O Comitê-Executivo de Gestão da Câmara de Comércio Exterior (Gecex-Camex) aprovou a renovação das cotas de importação com alíquota zero para veículos eletrificados desmontados e semidesmontados. A medida passa a valer a partir de julho de 2026 e beneficia montadoras que utilizam o modelo de montagem por kits importados no Brasil.
A decisão impacta diretamente empresas como a BYD, que opera em Camaçari, na Bahia, utilizando o sistema SKD, em que os veículos chegam parcialmente desmontados para montagem no país.
A nova resolução estabelece um limite global de US$ 463 milhões, cerca de R$ 2,4 bilhões, para a importação de componentes sem cobrança do Imposto de Importação. O valor é semelhante ao teto adotado entre agosto de 2025 e janeiro de 2026.
Para as montadoras que ultrapassarem a cota estabelecida, seguem valendo as regras de aumento gradual das tarifas. No caso dos kits semidesmontados (SKD), a alíquota sobe para 35% a partir de julho de 2026. Já os kits completamente desmontados (CKD) continuarão com tarifa de 14% sobre o excedente até o fim do ano, chegando a 35% em janeiro de 2027.
O benefício não foi estendido para veículos totalmente montados e importados. Nesses casos, a tarifa integral de 35% passa a ser aplicada a partir de 1º de julho de 2026.

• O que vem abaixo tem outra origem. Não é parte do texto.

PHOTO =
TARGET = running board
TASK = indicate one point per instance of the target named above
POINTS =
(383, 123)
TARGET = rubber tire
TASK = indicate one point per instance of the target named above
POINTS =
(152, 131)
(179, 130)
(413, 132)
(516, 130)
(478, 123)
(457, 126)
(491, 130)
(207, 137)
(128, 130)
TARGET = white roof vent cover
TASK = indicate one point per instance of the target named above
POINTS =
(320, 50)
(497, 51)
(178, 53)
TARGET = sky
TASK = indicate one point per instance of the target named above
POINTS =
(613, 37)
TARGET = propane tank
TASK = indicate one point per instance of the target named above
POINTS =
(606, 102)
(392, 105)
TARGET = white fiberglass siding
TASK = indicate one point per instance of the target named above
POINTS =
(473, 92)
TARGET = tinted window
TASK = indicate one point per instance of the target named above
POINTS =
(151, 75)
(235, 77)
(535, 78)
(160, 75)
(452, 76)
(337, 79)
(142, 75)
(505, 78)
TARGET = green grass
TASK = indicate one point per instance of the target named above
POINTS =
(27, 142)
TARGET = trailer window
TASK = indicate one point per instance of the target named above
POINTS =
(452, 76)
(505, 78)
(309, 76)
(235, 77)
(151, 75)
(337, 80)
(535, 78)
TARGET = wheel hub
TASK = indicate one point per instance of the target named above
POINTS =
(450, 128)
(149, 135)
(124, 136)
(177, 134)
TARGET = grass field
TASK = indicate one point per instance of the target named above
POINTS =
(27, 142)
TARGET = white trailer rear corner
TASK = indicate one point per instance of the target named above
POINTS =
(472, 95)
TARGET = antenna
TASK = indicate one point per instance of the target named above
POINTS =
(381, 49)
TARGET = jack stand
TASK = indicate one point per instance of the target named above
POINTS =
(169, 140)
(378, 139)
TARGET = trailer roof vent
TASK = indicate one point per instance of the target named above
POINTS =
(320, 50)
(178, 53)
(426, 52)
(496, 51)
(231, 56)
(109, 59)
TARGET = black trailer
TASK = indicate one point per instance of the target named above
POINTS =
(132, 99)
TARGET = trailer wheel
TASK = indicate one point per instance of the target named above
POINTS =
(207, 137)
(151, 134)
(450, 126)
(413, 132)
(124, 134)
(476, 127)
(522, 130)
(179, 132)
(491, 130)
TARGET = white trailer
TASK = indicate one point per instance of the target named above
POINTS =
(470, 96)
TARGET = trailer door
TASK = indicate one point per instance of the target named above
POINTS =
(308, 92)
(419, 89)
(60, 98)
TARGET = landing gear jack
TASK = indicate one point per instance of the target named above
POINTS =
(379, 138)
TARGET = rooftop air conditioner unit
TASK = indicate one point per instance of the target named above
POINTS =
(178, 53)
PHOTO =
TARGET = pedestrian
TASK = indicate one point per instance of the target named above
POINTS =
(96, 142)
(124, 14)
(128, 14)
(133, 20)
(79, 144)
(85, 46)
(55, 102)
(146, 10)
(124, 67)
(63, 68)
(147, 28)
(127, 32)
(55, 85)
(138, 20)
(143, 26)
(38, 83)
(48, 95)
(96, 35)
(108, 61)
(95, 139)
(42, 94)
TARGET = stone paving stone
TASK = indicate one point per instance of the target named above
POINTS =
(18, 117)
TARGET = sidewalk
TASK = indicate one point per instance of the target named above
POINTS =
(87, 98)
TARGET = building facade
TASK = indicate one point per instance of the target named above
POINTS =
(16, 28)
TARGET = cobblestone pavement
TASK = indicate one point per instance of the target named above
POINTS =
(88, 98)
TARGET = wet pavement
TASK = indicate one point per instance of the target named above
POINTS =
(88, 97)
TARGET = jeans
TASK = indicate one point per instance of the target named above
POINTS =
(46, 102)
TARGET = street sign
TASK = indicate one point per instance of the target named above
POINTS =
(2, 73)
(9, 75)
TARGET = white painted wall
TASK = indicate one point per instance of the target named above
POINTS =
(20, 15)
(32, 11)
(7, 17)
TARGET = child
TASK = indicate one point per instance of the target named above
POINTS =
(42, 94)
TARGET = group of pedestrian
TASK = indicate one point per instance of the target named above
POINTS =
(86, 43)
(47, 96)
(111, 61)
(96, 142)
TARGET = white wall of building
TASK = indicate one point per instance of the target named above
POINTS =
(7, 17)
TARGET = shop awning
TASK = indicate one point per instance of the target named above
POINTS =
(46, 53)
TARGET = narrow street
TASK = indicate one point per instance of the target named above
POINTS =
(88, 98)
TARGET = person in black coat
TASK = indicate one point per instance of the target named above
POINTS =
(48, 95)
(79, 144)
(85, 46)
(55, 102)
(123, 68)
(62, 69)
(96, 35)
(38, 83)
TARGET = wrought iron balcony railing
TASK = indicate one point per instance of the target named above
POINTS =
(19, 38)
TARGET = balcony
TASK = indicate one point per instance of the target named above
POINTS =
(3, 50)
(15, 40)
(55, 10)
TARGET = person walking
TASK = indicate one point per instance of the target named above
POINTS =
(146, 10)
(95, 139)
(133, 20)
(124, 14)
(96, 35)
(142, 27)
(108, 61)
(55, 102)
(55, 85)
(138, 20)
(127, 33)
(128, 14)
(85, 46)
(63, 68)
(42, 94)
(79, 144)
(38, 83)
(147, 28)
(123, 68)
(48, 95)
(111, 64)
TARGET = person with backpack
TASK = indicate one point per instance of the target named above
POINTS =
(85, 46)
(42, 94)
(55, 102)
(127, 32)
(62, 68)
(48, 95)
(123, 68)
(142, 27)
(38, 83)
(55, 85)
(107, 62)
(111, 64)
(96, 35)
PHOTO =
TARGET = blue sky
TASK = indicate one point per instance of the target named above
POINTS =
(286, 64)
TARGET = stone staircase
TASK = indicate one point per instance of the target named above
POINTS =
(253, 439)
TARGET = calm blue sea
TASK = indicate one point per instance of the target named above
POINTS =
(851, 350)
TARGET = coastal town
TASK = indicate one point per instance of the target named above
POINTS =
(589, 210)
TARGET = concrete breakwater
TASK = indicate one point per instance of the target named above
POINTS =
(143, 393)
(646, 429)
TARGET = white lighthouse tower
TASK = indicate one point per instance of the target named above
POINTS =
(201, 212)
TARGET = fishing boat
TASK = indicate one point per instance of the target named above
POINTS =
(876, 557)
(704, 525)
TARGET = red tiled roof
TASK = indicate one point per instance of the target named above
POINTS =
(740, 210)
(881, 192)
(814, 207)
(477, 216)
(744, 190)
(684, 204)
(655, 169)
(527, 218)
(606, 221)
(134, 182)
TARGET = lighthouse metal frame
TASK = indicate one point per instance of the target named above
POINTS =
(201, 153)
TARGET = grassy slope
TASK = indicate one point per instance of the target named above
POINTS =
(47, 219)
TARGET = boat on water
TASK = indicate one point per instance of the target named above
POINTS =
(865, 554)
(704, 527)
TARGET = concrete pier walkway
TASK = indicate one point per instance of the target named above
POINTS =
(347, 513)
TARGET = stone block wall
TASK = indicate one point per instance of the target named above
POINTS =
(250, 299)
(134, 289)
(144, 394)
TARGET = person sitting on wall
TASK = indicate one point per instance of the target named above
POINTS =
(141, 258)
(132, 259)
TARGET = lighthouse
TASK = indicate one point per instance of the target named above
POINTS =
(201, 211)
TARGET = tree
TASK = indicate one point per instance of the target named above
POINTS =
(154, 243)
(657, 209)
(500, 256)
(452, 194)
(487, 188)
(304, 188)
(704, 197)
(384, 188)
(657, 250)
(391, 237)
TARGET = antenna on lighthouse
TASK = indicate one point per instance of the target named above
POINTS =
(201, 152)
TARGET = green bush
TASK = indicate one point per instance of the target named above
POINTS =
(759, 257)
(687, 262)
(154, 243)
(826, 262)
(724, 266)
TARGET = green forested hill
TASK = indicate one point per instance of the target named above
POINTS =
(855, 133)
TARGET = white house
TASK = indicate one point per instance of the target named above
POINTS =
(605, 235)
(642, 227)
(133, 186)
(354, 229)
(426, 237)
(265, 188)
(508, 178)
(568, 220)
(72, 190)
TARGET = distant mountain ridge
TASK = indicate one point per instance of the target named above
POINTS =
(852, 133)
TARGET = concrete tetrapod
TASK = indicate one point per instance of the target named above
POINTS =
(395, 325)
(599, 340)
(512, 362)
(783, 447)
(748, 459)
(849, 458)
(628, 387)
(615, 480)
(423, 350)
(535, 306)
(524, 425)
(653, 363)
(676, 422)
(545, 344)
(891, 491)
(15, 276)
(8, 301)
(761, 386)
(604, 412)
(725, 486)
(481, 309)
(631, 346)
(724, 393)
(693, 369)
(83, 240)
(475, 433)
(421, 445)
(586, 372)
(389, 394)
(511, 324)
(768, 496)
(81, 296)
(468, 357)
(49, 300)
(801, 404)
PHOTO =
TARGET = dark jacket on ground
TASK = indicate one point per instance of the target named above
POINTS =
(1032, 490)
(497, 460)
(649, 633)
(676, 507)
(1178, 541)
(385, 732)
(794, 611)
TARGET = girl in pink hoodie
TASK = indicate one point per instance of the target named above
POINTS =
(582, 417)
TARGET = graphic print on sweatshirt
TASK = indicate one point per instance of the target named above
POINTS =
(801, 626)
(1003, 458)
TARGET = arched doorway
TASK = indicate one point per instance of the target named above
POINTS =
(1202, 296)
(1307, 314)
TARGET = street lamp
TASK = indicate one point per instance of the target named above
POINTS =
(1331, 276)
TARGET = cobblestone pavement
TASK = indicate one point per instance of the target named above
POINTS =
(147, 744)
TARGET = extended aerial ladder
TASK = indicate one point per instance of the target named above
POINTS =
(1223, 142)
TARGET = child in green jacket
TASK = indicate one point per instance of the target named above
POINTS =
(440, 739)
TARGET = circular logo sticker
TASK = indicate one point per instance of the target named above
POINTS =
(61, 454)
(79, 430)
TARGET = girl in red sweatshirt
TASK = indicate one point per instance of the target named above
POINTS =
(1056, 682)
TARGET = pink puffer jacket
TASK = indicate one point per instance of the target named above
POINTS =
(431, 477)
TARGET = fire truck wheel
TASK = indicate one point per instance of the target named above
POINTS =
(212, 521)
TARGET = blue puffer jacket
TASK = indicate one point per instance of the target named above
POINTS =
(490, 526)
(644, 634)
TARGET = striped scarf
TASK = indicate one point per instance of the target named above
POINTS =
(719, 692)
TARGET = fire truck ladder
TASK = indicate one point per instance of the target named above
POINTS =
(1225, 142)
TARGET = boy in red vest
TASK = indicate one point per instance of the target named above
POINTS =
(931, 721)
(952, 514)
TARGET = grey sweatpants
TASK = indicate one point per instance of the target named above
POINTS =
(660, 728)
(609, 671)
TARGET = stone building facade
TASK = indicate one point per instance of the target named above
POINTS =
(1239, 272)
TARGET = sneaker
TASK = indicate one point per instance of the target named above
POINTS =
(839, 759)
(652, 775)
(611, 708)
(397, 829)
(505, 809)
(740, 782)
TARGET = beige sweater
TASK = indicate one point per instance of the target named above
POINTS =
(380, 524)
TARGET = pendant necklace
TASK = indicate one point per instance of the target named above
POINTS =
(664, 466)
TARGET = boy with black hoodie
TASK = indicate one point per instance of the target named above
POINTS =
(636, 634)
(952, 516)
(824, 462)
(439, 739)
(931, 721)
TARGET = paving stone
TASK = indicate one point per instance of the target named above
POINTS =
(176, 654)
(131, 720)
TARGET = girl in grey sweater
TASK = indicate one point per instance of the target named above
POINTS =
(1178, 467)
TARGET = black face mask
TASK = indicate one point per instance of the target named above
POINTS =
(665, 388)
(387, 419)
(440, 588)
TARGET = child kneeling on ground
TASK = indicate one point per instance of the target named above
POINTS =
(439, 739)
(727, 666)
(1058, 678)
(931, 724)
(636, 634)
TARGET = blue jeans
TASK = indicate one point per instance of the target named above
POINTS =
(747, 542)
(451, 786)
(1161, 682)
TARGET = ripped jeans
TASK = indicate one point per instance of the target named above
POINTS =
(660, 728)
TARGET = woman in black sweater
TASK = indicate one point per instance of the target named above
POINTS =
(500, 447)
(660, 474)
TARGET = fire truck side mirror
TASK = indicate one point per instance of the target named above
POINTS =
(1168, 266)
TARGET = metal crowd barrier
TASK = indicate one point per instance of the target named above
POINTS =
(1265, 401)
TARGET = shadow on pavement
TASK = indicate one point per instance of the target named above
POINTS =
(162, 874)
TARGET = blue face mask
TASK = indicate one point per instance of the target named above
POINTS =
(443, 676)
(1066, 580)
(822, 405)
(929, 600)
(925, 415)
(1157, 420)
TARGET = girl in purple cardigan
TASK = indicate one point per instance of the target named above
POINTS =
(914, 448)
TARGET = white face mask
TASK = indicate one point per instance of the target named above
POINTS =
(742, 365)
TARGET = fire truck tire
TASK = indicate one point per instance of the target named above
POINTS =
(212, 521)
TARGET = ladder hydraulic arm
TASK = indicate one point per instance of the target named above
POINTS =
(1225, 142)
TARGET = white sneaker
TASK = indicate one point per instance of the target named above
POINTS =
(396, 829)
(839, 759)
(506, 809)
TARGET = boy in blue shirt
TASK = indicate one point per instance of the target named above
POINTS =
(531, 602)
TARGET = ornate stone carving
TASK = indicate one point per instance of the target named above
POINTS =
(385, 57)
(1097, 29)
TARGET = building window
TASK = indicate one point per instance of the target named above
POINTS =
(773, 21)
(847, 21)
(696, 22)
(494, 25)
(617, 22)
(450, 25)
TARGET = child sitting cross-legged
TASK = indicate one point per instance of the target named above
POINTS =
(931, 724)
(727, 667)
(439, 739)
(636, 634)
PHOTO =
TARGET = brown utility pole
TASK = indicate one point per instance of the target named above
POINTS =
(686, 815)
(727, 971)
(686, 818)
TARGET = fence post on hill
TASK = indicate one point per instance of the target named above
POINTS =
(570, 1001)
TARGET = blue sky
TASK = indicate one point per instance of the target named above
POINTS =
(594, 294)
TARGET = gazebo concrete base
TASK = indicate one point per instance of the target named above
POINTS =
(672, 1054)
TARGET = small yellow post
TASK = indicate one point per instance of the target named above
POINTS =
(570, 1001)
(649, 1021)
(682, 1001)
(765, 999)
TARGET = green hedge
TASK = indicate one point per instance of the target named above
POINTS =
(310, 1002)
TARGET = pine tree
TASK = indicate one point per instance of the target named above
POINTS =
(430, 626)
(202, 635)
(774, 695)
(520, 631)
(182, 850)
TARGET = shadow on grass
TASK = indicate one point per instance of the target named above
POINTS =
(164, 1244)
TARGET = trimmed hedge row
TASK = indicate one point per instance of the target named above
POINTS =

A medida provocou reação da Associação Nacional dos Fabricantes de Veículos Automotores (Anfavea). A entidade afirma que a renovação das cotas favorece montadoras que dependem de componentes importados e pode prejudicar empresas que investem na produção nacional e no desenvolvimento da cadeia de fornecedores brasileiros.
Em nota, a associação criticou a mudança e informou que avalia medidas judiciais para contestar a decisão do governo federal.